Student Brief: The Legal Implications of Drug Testing in Sports by Professor Schmidt
By student blogger Mark Berardi
The Sports and Entertainment Law Society recruited Professor Christopher Schmidt of Chicago-Kent College of Law to present the history and legal implications of drug testing in sports. Professor Schmidt’s talk drew on a project he is currently working on entitled, “Governing Baseball.” He is exploring the history of the relationship between baseball and the government through four case studies: (1) The appointment of Judge Kenesaw Mountain Landis as the first Commissioner of baseball in the wake of the Black Sox Scandal; (2) the integration of baseball; (3) team relocations and the expansion of major league baseball in the 1950s and 1960s; and (4) the introduction of drug testing in the past decade. He argues that while organized baseball has generally prided itself on its independence from government regulation, the game actually has a long history of reliance on government, and, furthermore, government involvement has generally benefited the game.
Professor Schmidt began the presentation by explaining how there has been a long history of use or abuse of substances in baseball. Alcohol has always been a part of the game, and in the 1970s and 1980s the game went through several cocaine scandals. Players regularly relied up stimulants, from caffeine to amphetamines, to help them get through the season. With regard to performance enhancing drug usage in baseball, he then explained that recent history can be divided into three eras. From around 1980 through 1994, there was a period in which there were rumors and rumblings of a steroid problem in the MLB. From after the 1994 players’ union strike through 2004, the steroid era ruled. Finally, the time from 2004 to the present is considered the beginning of the end of the steroid era.
During the first era, the use of steroids and other performance enhancing drugs was a big problem for the NFL, the Olympics and other sports, but not so much baseball. Until the 1980s, ballplayers generally believed that bulky muscles were not good for hitting. In 1990, the US got involved and created the Anabolic Steroids Act, which lists steroids as a controlled substance. Then, in 1991, the MLB commissioner sent out a memo to all owners telling them that steroids are prohibited substances, but did not institute any kind of testing. The owners made half-hearted attempts to create a testing program through the collective bargaining process, but the players’ union steadfastly opposed all such proposals. For years, the union succeeded at keeping testing out of the game.
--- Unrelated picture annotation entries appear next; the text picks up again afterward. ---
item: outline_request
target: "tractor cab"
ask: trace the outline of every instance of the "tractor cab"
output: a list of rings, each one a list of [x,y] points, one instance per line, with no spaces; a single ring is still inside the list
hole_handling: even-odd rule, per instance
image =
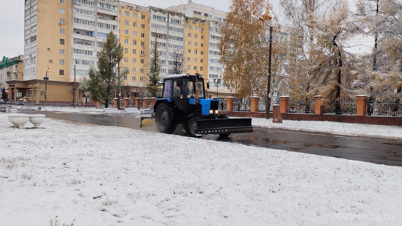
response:
[[[219,101],[205,98],[204,79],[198,71],[169,75],[161,83],[163,88],[154,105],[154,114],[141,117],[142,122],[154,118],[160,132],[172,133],[181,124],[192,136],[217,134],[226,137],[231,133],[252,132],[251,118],[229,119],[226,114],[219,114]]]

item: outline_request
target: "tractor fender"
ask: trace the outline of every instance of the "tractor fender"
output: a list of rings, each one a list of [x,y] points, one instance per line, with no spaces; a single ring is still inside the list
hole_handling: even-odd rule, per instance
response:
[[[159,104],[162,103],[171,103],[172,102],[172,98],[161,98],[158,99],[156,100],[156,102],[155,103],[155,105],[154,105],[154,112],[156,112],[156,109],[158,108],[158,106]]]

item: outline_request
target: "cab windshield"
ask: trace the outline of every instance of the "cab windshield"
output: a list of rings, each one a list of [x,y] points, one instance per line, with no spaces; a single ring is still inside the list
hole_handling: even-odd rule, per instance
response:
[[[195,82],[194,79],[183,79],[183,98],[195,98]],[[197,92],[198,98],[204,98],[204,89],[203,87],[202,81],[197,83]]]

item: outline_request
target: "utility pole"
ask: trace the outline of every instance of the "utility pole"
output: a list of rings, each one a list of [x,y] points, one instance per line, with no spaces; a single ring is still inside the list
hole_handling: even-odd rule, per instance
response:
[[[74,89],[73,90],[73,94],[74,94],[74,97],[73,98],[73,103],[74,104],[74,108],[76,108],[76,104],[77,103],[77,98],[76,97],[76,90],[77,88],[77,87],[76,86],[76,74],[75,74],[75,65],[74,65]]]
[[[47,68],[46,70],[46,77],[45,80],[45,106],[47,104],[47,71],[49,70],[50,67]]]
[[[120,73],[120,62],[119,62],[119,63],[117,63],[117,74],[118,74],[118,76],[119,76],[119,75]],[[119,83],[120,83],[120,76],[119,76]],[[117,97],[117,108],[119,110],[120,110],[120,95],[121,95],[121,92],[120,92],[120,89],[119,88],[119,96]],[[116,108],[116,106],[115,106],[115,107]]]
[[[264,21],[265,22],[265,21]],[[272,26],[269,26],[269,51],[268,58],[268,81],[267,85],[267,96],[268,98],[267,99],[267,106],[265,107],[267,111],[267,115],[265,116],[265,118],[268,119],[269,118],[269,108],[271,107],[271,97],[269,96],[271,94],[271,56],[272,54]]]

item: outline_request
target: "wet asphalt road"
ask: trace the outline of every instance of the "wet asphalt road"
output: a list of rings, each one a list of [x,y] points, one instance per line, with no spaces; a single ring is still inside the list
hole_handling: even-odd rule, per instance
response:
[[[29,110],[18,110],[18,113],[26,114],[38,114],[37,112]],[[41,113],[54,118],[157,132],[153,125],[140,129],[139,117],[133,115],[91,114],[45,111],[41,111]],[[180,126],[177,126],[174,134],[187,135]],[[227,138],[220,138],[218,135],[204,136],[202,138],[402,166],[402,141],[395,140],[256,127],[254,128],[253,133],[232,134]]]

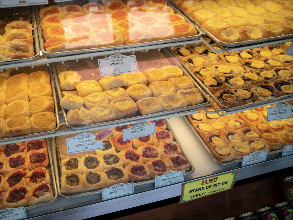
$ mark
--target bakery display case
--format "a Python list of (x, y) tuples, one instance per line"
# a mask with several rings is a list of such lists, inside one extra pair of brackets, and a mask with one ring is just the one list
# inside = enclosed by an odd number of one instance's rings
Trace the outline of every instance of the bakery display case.
[[(267, 121), (266, 111), (293, 100), (285, 43), (293, 40), (291, 1), (90, 1), (0, 9), (19, 11), (0, 24), (13, 29), (1, 42), (26, 42), (30, 35), (22, 34), (32, 30), (39, 57), (0, 64), (0, 209), (24, 206), (28, 218), (84, 219), (180, 195), (190, 181), (237, 171), (238, 181), (293, 166), (283, 150), (293, 143), (292, 119)], [(6, 26), (24, 11), (32, 29)], [(134, 54), (136, 72), (101, 75), (98, 60)], [(124, 140), (123, 131), (154, 123), (153, 134)], [(105, 131), (113, 133), (103, 150), (70, 153), (68, 138), (82, 143)], [(29, 150), (32, 141), (47, 150)], [(243, 165), (243, 157), (267, 151), (266, 160)], [(17, 158), (24, 162), (12, 167)], [(10, 186), (16, 169), (46, 174)], [(183, 171), (180, 181), (156, 184)], [(127, 195), (103, 196), (132, 183)]]

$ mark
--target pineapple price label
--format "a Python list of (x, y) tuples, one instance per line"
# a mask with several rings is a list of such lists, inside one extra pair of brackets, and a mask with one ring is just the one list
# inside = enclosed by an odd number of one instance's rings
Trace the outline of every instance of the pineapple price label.
[(119, 54), (98, 60), (101, 76), (121, 74), (138, 71), (135, 55), (125, 56)]

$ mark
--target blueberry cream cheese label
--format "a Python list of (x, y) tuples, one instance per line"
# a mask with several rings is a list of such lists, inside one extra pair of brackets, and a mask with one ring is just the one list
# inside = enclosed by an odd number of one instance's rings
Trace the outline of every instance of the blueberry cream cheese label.
[(131, 128), (122, 130), (123, 141), (154, 134), (156, 133), (156, 123), (135, 125)]
[(133, 183), (119, 183), (102, 189), (102, 199), (108, 199), (132, 194), (134, 192)]
[(255, 151), (249, 155), (245, 155), (243, 156), (241, 166), (243, 167), (265, 161), (268, 153), (268, 150)]
[(8, 208), (0, 210), (0, 219), (6, 220), (17, 220), (27, 217), (24, 207), (16, 209)]
[(98, 60), (101, 76), (138, 71), (135, 55), (113, 55)]
[(267, 109), (267, 121), (289, 119), (292, 116), (292, 105), (279, 104)]
[(231, 189), (237, 175), (236, 170), (188, 182), (182, 187), (180, 203)]
[(66, 138), (68, 154), (103, 149), (103, 141), (96, 140), (96, 135), (83, 133), (74, 138)]
[(155, 179), (155, 187), (158, 188), (167, 186), (176, 182), (184, 181), (184, 175), (185, 172), (171, 171), (166, 173), (161, 176), (156, 177)]

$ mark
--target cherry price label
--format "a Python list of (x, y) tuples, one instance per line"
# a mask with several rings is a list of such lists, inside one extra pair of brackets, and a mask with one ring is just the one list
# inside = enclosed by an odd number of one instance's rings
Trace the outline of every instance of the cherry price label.
[(48, 0), (0, 0), (0, 8), (47, 4)]
[(102, 189), (102, 199), (103, 200), (120, 197), (132, 194), (134, 192), (133, 183), (119, 183), (108, 188)]
[(74, 138), (66, 138), (68, 154), (103, 149), (103, 141), (95, 139), (96, 135), (88, 133), (79, 134)]
[(289, 119), (292, 114), (292, 105), (279, 104), (267, 110), (267, 121)]
[(161, 176), (156, 177), (155, 179), (155, 187), (157, 188), (167, 186), (176, 182), (184, 181), (184, 175), (185, 172), (171, 171), (166, 173)]
[(138, 71), (135, 55), (114, 55), (98, 60), (101, 76)]
[(155, 122), (135, 125), (130, 128), (122, 130), (123, 141), (150, 135), (155, 133)]
[(0, 210), (0, 219), (17, 220), (25, 219), (27, 217), (24, 207), (16, 209), (8, 208)]
[(243, 167), (265, 161), (268, 153), (268, 150), (255, 151), (249, 155), (246, 155), (243, 157), (241, 166)]

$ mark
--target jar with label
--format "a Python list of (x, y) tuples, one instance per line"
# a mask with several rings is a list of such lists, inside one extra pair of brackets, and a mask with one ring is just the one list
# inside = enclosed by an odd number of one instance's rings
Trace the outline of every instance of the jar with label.
[(259, 220), (279, 220), (276, 212), (272, 210), (270, 206), (258, 209), (256, 212)]
[(241, 220), (258, 220), (258, 217), (253, 215), (253, 211), (244, 213), (238, 216), (238, 219)]
[(274, 207), (279, 220), (293, 220), (293, 208), (288, 202), (276, 204)]
[(283, 194), (290, 205), (293, 206), (293, 176), (279, 181)]

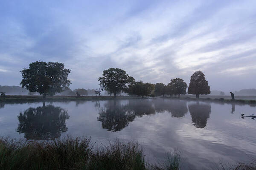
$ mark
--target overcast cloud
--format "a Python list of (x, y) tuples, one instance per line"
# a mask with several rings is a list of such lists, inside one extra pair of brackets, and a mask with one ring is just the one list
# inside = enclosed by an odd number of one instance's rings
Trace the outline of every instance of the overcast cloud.
[(254, 0), (1, 0), (0, 26), (2, 85), (40, 60), (64, 63), (72, 89), (97, 88), (111, 67), (166, 84), (200, 70), (212, 90), (256, 88)]

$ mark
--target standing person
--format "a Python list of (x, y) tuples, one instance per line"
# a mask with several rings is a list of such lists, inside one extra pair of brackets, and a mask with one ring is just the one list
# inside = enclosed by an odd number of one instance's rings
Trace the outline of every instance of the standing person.
[(232, 91), (230, 91), (230, 93), (231, 94), (231, 99), (234, 100), (235, 99), (235, 96), (234, 96), (234, 94), (232, 93)]

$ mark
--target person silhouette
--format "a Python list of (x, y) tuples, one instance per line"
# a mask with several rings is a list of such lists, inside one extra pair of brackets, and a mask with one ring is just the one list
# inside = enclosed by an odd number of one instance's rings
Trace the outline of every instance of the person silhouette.
[(231, 95), (231, 99), (234, 100), (235, 99), (235, 96), (234, 96), (234, 94), (233, 93), (232, 93), (232, 91), (230, 91), (230, 93)]

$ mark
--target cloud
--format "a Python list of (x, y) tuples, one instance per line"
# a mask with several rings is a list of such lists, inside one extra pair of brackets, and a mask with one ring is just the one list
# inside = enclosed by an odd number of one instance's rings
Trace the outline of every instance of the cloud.
[(188, 84), (200, 69), (211, 89), (222, 91), (244, 88), (231, 82), (245, 74), (247, 87), (253, 88), (256, 3), (1, 2), (1, 76), (17, 85), (19, 71), (40, 60), (64, 62), (71, 70), (72, 88), (95, 88), (111, 67), (165, 84), (176, 77)]

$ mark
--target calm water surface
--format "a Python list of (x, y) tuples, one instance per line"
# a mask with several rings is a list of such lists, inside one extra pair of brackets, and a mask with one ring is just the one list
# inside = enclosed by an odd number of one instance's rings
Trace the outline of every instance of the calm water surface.
[(185, 169), (207, 169), (220, 160), (256, 157), (255, 106), (170, 99), (0, 103), (0, 135), (53, 140), (91, 136), (99, 143), (137, 140), (150, 162), (183, 150)]

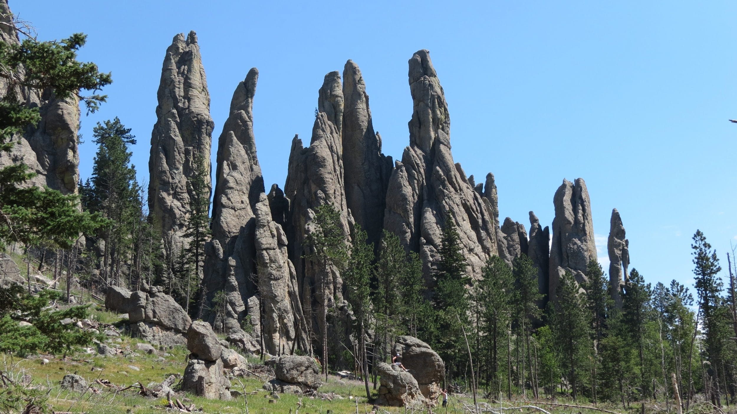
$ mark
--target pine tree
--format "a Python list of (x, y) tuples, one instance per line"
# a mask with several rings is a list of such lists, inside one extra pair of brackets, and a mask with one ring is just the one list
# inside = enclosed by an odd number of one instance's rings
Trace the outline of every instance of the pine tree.
[(629, 340), (638, 350), (643, 396), (648, 395), (650, 389), (649, 382), (646, 379), (645, 347), (647, 323), (652, 312), (650, 284), (646, 284), (640, 273), (632, 269), (622, 295), (622, 323), (626, 326)]
[(580, 371), (590, 349), (590, 318), (573, 275), (566, 272), (561, 277), (556, 292), (558, 300), (550, 312), (551, 328), (560, 347), (561, 365), (571, 385), (573, 401), (576, 401), (581, 381)]
[(368, 363), (366, 337), (371, 317), (371, 279), (374, 275), (374, 245), (366, 240), (366, 232), (356, 225), (354, 231), (351, 256), (343, 275), (346, 290), (346, 299), (358, 320), (359, 351), (360, 352), (361, 376), (366, 385), (366, 398), (371, 398), (368, 390)]
[(461, 250), (460, 236), (455, 219), (446, 213), (440, 247), (439, 261), (436, 271), (435, 295), (433, 306), (439, 332), (434, 341), (449, 376), (461, 371), (465, 358), (465, 343), (461, 327), (468, 326), (470, 306), (467, 285), (469, 278), (466, 274), (467, 264)]
[[(484, 341), (486, 384), (494, 396), (502, 390), (500, 350), (509, 334), (513, 287), (511, 269), (500, 257), (492, 256), (483, 267), (482, 278), (476, 282), (474, 289), (475, 307), (481, 309), (478, 317), (479, 331), (488, 338)], [(508, 390), (508, 395), (511, 393), (511, 390)]]
[(321, 297), (321, 320), (322, 321), (322, 370), (327, 381), (328, 375), (328, 343), (327, 343), (327, 304), (328, 295), (332, 295), (332, 289), (327, 286), (326, 272), (332, 268), (343, 269), (348, 259), (348, 248), (346, 236), (340, 228), (340, 214), (332, 204), (323, 204), (315, 208), (314, 231), (308, 232), (304, 240), (304, 246), (308, 252), (303, 257), (317, 264), (320, 269), (320, 286), (318, 295)]
[(185, 248), (188, 262), (192, 265), (193, 274), (184, 274), (180, 277), (186, 281), (186, 305), (189, 312), (189, 303), (193, 301), (195, 293), (200, 292), (198, 318), (202, 318), (204, 307), (205, 292), (200, 290), (199, 282), (202, 279), (202, 265), (205, 260), (205, 242), (210, 231), (210, 188), (208, 182), (210, 172), (206, 168), (205, 159), (197, 152), (193, 160), (195, 171), (187, 181), (187, 192), (189, 193), (189, 216), (186, 231), (184, 237), (189, 239)]
[(716, 386), (713, 387), (711, 399), (717, 407), (722, 407), (719, 387), (719, 372), (722, 370), (722, 354), (724, 351), (724, 338), (720, 334), (720, 296), (723, 289), (722, 279), (717, 274), (722, 271), (716, 252), (711, 249), (711, 245), (706, 241), (706, 236), (697, 230), (693, 237), (694, 244), (694, 274), (696, 292), (699, 294), (699, 304), (702, 316), (705, 335), (707, 357), (711, 364), (710, 371)]
[[(533, 385), (533, 392), (537, 398), (537, 391), (534, 387), (534, 374), (531, 366), (530, 335), (532, 334), (533, 324), (540, 317), (541, 312), (537, 303), (542, 295), (538, 291), (537, 268), (526, 254), (514, 259), (512, 269), (514, 276), (516, 320), (522, 337), (522, 393), (523, 396), (525, 396), (525, 376), (529, 371), (530, 383)], [(525, 360), (528, 361), (528, 369), (525, 369)]]
[(379, 340), (379, 358), (388, 362), (389, 337), (398, 327), (401, 311), (399, 297), (400, 278), (405, 273), (407, 253), (399, 238), (384, 231), (376, 264), (376, 289), (372, 295), (375, 312), (377, 336)]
The 1998 season saw an offensive explosion and the home run race between Mark McGwire and Sammy Sosa. This was great for baseball teams and, since other players wanted the attention of the media as well, steroid use increased dramatically. Although players such as Ken Caminiti and Jose Conseco would in the coming years publicly claim that baseball was riddled with steroid users, there was a tacit acceptance of steroids in major league baseball. The owners loved that players were driving up demand for baseball tickets and the players loved to be able to demand huge contracts and media attention. Professor Schmidt explained that, despite baseball’s pride of its independence from government intervention, those who controlled the game proved incapable of confronting the problem themselves. There was a need for the government to help to stop the use of steroids in baseball.
With more player exposes and continued rumors of steroid use, and in the face of public pressure and threats from Congress, the owners and the players in 2002 finally agreed to a provisional “survey” testing program, designed to determine whether a problem really existed. At this point, the government got involved. In 2003 federal agents raided BALCO labs in California. President Bush, in his 2004 State of the Union address, demanded that sports leaders do something about steroids, likening it to a public health epidemic. Congress held several hearings on the issue. Then, in 2004, Congress amended the Controlled Substance Act to include various steroids and steroid-like substances that had previously been available without a prescription. Finally, in 2005, the players’ union agreed to a strong testing program tied to the Controlled Substance Act list of drugs, and in 2007 MLB hired ex-Senator George Mitchell to conduct an independent investigation of baseball in the steroid era. The government intervention pushed the apathetic MLB into testing its players.
Professor Schmidt suggested that in order to consider an appropriate remedy for performance enhancing drugs, we should first examine the reasons for prohibiting them. There are three most commonly cited reasons. First is the argument that the use of these drugs is cheating and hurts the integrity of the game. Second is the argument that the risk of medical harm necessitates the banning of these drugs. And third is the idea that baseball players are role models, and their use of these drugs leads to a public health concern if children begin using them. Despite the arguments that the government should not get involved in major league sports’ drug regulation, Professor Schmidt concluded that government intervention was the only way that baseball would be cleaned up since neither the owners nor the players wanted change.
Finally, Professor Schmidt described the thorny legal issues involved in sport drug testing. He discussed some of the constitutional issues of privacy that arise from drug regulation, concluding that there is not much room for argument on behalf of the players as long as there is a process of appeals. The sharing of information between federal law enforcement officials and MLB might also raise some legal concerns. Recently NFL players have successfully used state-level workplace laws to challenge league drug testing policy, a development with potentially transformative implications for drug testing in professional sports. He concluded by noting that the current zone of growing concern for MLB is steroid use by players outside of the country who are recruited to play in the U.S.